OpenBioLink is a resource and evaluation framework for evaluating link prediction models on heterogeneous biomedical graph data. It contains benchmark datasets as well as tools for creating custom benchmarks and evaluating models.
Paper preprint on arXiv • Peer reviewed paper in the journal Bioinformatics (for citations) • Supplementary data
The OpenBioLink benchmark aims to meet the following criteria:
- Openly available
- Large-scale
- Wide coverage of current biomedical knowledge and entity types
- Standardized, balanced train-test split
- Open-source code for benchmark dataset generation
- Open-source code for evaluation (independent of model)
- Integrating and differentiating multiple types of biological entities and relations (i.e., formalized as a heterogeneous graph)
- Minimized information leakage between train and test sets (e.g., avoid inclusion of trivially inferable relations in the test set)
- Coverage of true negative relations, where available
- Differentiating high-quality data from noisy, low-quality data
- Differentiating benchmarks for directed and undirected graphs in order to be applicable to a wide variety of link prediction methods
- Clearly defined release cycle with versions of the benchmark and public leaderboard
The OpenBioLink2020 Dataset is a highly challenging benchmark dataset containing over 5 million positive and negative edges. The test set does not contain trivially predictable, inverse edges from the training set and does contain all different edge types, to provide a more realistic edge prediction scenario.

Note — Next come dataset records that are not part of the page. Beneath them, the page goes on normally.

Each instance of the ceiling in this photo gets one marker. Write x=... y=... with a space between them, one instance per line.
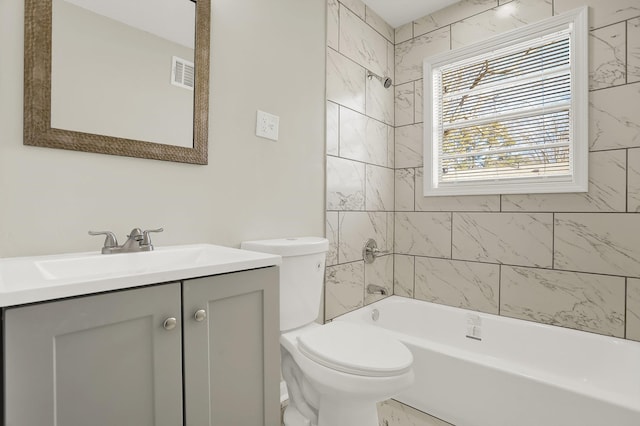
x=399 y=12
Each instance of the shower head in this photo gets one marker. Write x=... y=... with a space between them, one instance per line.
x=385 y=81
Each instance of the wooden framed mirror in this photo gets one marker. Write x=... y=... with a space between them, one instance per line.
x=58 y=112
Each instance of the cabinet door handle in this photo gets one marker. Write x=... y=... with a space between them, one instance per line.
x=170 y=323
x=200 y=315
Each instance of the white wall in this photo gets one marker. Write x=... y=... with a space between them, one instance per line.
x=265 y=55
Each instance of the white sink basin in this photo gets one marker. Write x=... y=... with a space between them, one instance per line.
x=33 y=279
x=91 y=264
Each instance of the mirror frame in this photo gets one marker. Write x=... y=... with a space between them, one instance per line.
x=37 y=96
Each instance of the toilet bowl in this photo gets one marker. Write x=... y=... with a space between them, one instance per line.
x=337 y=372
x=346 y=369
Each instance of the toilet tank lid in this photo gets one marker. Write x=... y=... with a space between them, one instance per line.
x=288 y=246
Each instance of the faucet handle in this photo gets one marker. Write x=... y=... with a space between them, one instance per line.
x=110 y=240
x=135 y=234
x=146 y=239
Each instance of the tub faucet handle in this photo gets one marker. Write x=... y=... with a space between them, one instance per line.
x=376 y=289
x=370 y=251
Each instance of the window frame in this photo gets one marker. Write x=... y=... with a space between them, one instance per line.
x=577 y=22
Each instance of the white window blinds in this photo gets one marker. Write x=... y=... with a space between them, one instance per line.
x=503 y=120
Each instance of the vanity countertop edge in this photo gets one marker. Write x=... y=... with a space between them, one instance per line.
x=22 y=280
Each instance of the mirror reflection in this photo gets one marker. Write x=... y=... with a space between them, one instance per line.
x=124 y=69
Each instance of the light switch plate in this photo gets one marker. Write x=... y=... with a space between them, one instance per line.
x=267 y=125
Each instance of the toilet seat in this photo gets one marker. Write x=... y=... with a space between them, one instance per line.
x=355 y=349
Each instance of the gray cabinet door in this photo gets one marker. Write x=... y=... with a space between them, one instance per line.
x=101 y=360
x=232 y=358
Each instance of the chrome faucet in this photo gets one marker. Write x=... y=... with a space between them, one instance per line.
x=138 y=240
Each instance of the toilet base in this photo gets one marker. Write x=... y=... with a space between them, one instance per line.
x=333 y=413
x=337 y=413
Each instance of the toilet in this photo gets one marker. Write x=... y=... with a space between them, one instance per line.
x=337 y=372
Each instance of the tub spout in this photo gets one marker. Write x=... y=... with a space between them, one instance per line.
x=376 y=289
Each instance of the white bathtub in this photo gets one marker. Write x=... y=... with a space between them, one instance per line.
x=520 y=373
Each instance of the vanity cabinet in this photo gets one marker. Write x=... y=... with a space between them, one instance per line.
x=198 y=352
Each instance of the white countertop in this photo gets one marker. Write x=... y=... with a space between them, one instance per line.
x=40 y=278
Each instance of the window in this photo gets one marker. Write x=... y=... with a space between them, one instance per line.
x=509 y=115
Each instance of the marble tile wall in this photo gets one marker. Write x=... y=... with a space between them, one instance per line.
x=571 y=260
x=360 y=154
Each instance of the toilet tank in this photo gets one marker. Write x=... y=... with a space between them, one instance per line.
x=301 y=276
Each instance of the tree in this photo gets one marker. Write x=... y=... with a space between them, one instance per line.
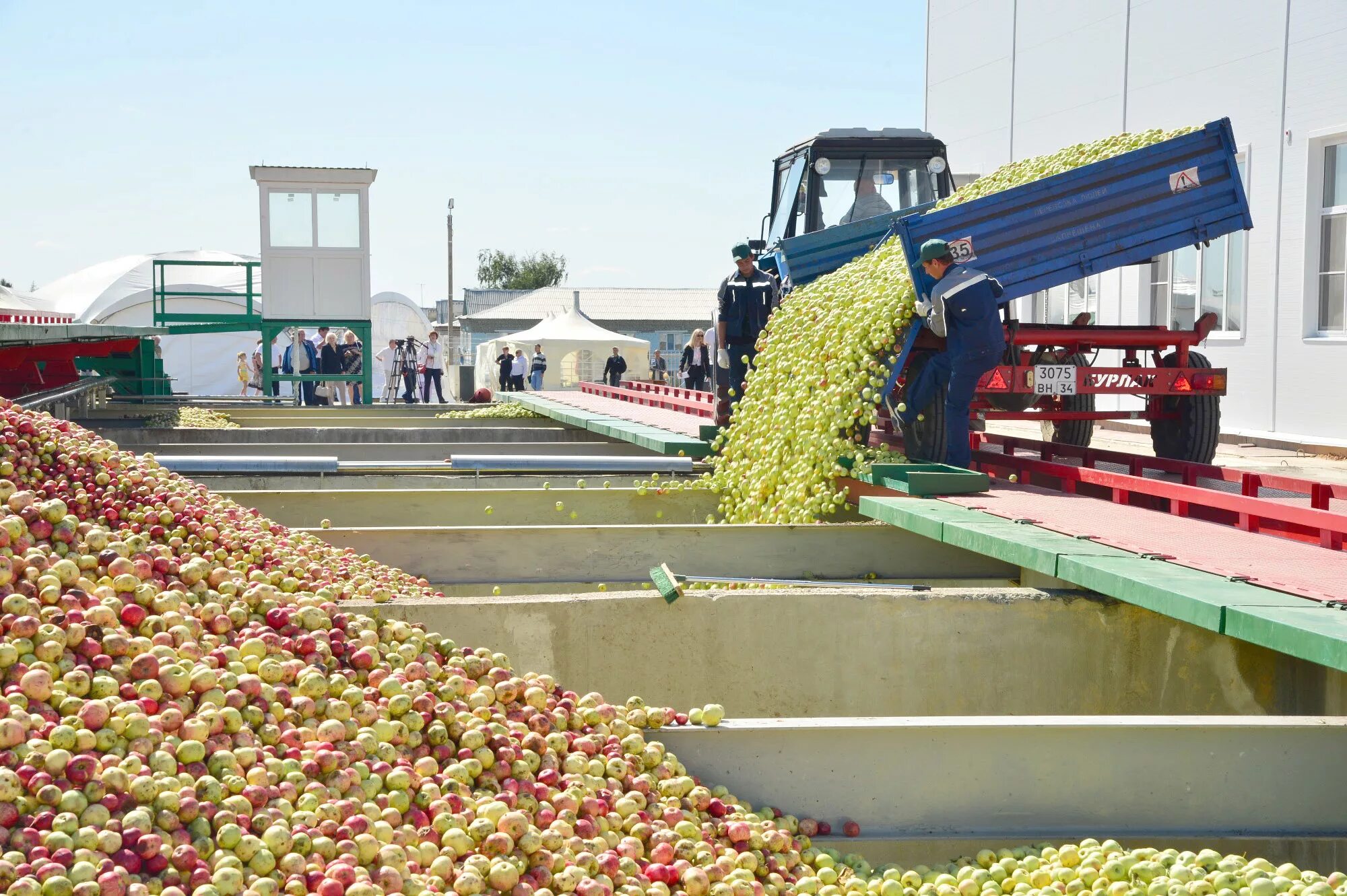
x=499 y=269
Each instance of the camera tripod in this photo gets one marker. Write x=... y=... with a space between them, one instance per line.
x=405 y=364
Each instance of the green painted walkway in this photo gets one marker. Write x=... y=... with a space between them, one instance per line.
x=1295 y=626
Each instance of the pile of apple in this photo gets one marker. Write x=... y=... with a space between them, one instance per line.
x=824 y=361
x=191 y=711
x=506 y=411
x=192 y=419
x=192 y=708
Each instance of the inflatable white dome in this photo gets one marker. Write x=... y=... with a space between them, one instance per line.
x=121 y=292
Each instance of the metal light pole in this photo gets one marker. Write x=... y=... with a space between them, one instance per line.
x=449 y=292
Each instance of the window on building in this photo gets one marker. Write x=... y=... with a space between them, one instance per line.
x=290 y=217
x=339 y=219
x=1333 y=241
x=1195 y=280
x=1062 y=304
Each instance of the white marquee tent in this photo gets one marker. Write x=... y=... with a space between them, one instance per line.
x=121 y=292
x=577 y=350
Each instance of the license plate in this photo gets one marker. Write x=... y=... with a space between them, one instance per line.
x=1054 y=380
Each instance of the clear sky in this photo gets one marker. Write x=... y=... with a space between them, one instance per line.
x=634 y=137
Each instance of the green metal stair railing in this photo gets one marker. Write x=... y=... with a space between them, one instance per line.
x=178 y=322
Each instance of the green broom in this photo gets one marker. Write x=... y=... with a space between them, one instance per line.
x=671 y=588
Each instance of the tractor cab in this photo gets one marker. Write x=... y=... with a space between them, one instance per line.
x=839 y=193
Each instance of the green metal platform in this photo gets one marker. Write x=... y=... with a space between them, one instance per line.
x=1296 y=626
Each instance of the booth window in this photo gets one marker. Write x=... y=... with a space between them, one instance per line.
x=1333 y=241
x=292 y=218
x=339 y=219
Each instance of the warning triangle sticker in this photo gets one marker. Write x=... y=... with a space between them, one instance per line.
x=1186 y=179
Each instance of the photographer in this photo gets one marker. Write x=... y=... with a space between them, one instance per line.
x=389 y=358
x=410 y=351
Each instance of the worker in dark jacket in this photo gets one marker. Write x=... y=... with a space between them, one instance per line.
x=746 y=302
x=615 y=368
x=964 y=310
x=506 y=362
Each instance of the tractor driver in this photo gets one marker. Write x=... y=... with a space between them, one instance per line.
x=964 y=310
x=746 y=302
x=868 y=199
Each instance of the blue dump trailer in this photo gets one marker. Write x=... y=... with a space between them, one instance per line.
x=1125 y=210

OpenBioLink2020: directed, high quality is the default dataset that should be used for benchmarking purposes. To allow anayzing the effect of data quality as well as the directionality of the evaluation graph, four variants of OpenBioLink2020 are provided -- in directed and undirected setting, with and without quality cutoff.
Additionally, each graph is available in RDF N3 format (without train-validation-test splits).
All datasets are hosted on zenodo.
- OpenBioLink2020: directed, high quality // RDF (default dataset for benchmarking)
- OpenBioLink2020: undirected, high quality // RDF
- OpenBioLink2020: directed, no quality cutoff // RDF
- OpenBioLink2020: undirected, no quality cutoff // RDF
Dataset | Train | Test | Valid | Entities | Relations |
---|---|---|---|---|---|
directed, high quality | 8.503.580 | 401.901 | 397.066 | 184.732 | 28 |
undirected, high quality | 7.559.921 | 372.877 | 357.297 | 184.722 | 28 |
directed, no quality cutoff | 51.636.927 | 2.079.139 | 2.474.921 | 486.998 | 32 |
undirected, no quality cutoff | 41.383.093 | 2.010.662 | 1.932.436 | 486.998 | 32 |
Previous versions of the Benchmark (click to expand)
Please note that the OpenBioLink benchmark files contain data derived from external ressources. Licensing terms of these external resources are detailed below.
Model | MRR | h@1 | h@10 | |
---|---|---|---|---|
Latent | RESCAL | .320 | .212 | .544 |
TransE | .280 | .175 | .500 | |
DistMult | .300 | .193 | .521 | |
ComplEx | .319 | .211 | .547 | |
ConvE | .288 | .186 | .510 | |
RotatE | .286 | .180 | .511 | |
Interpretable | AnyBURL (Maximum) | .277 | .192 | .457 |
AnyBURL (Noisy-OR) | .159 | .098 | .295 | |
SAFRAN* | .306 | .214 | .501 |
Results are from (LinkExplorer: Predicting, explaining and exploring links in large biomedical knowledge graphs; Ott et al). Embedding approaches were trained using LibKGE. Best hyperparameters after extensive hyperparameter search can be found in the supplementary material of the before mentioned paper.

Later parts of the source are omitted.